Week 7: Clustering and Dimensionality Reduction

## Miscellaneous

• Homework 3 has been posted and is due next Friday (3/15) at 11:59pm
• Homework 2 is being graded, grades will likely be posted next week

## Dimensionality Reduction

• Various methods of projecting data into a low-dimensional space while preserving the clusters from the high-dimensional space
• Principal Component Analysis (PCA)
• Multidimensional Scaling (MDS)
• Sparse Random Projection
• Locally Linear Embedding
• Uniform Manifold Approximation and Projection (UMAP)
• t-Distributed Stochastic Neighbor Embedding (t-SNE)

## MNIST Dataset

• Dataset of 28x28 pixel images of handwritten digits

## MNIST Dataset

• Every MNIST image can be thought of as a 28x28 array of numbers describing how dark each pixel is:
• We can flatten each array into a 28 * 28 = 784 dimensional vector, where each component of the vector is a value between zero and one describing the intensity of the pixel
• We can think of MNIST as a collection of 784-dimensional vectors

## MNIST Dataset

• But not all vectors in this 784-dimensional space are MNIST digits!
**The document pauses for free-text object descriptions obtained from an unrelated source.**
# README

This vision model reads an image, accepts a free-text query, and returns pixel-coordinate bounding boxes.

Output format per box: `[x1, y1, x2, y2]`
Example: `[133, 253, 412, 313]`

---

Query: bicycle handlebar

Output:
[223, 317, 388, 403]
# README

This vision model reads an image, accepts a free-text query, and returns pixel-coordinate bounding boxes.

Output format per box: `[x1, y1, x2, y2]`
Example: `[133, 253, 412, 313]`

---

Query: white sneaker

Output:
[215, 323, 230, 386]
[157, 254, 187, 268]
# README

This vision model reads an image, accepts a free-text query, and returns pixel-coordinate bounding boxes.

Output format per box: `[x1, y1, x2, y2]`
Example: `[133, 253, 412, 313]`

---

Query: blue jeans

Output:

Typical points in this space are very different
• To get a sense of what a typical point looks like, we can randomly pick a few random 28x28 images – each pixel is randomly black, white or some shade of gray. These random points look like noise:

## MNIST Dataset

• 28x28 images that look like MNIST digits are very rare - they make up a very small subspace of 784-dimensional space
• With some slightly harder arguments, we can see that they occupy a lower (than 748) dimensional subspace
• Many theories about lower-dimensional structure of MNIST (and similar data)
• Manifold hypothesis (popular among ML researchers): MNIST is a low dimensional manifold curving through its high-dimensional embedding space
• Another hypothesis (rooted in topological data analysis) is that data like MNIST consists of blobs with tentacle-like protrusions sticking out into the surrounding space
• But no one actually knows for sure!

## MNIST Cube

• Imagine the MNIST data points as points suspended in a 784-dimensional cube
• Each dimension of the cube corresponds to a particular pixel
• The data points range from zero to one according to pixel intensity
• On one side of the dimension, there are images where that pixel is white. On the other side of the dimension, there are images where it is black. In between, there are images where it is gray.
• What does this cube look like if we look at a particular two-dimensional face? Let's look at @Olah_2014's visualizations.

## MNIST Cube

• What qualities would the ‘perfect’ visualization of MNIST have? What should our goal be?
• What is the best way to cluster MNIST data?
• We can try what we learned last week…

## Principal Component Analysis Recap

• Dimensionality reduction technique that allows us to find clusters of similar data points based on many features (which we boil down to two “principal components” PC1 and PC2)
• PC1 and PC2 represent the directions in the data space with the highest and second-highest variances, respectively
• Way to bring out strong patterns from large and complex datasets

## PCA on MNIST

Import libraries:

import numpy as np
import matplotlib.pyplot as plt
import sklearn
from sklearn.decomposition import TruncatedSVD
from sklearn.discriminant_analysis import LinearDiscriminantAnalysis
from sklearn.ensemble import RandomTreesEmbedding
from sklearn.manifold import (Isomap, LocallyLinearEmbedding, MDS, SpectralEmbedding, TSNE)
from sklearn.neighbors import NeighborhoodComponentsAnalysis
from sklearn.pipeline import make_pipeline
from sklearn.random_projection import SparseRandomProjection
from sklearn.decomposition import PCA
import plotly.graph_objects as go
from umap import UMAP

## PCA on MNIST

Define helper functions for visualizing clusters in 2D and 3D:

# Authors: Gael Varoquaux
# License: BSD 3 clause (C) INRIA 2014
def plot_clustering(X_red, labels, title=None):
x_min, x_max = np.min(X_red, axis=0), np.max(X_red, axis=0)
X_red = (X_red - x_min) / (x_max - x_min)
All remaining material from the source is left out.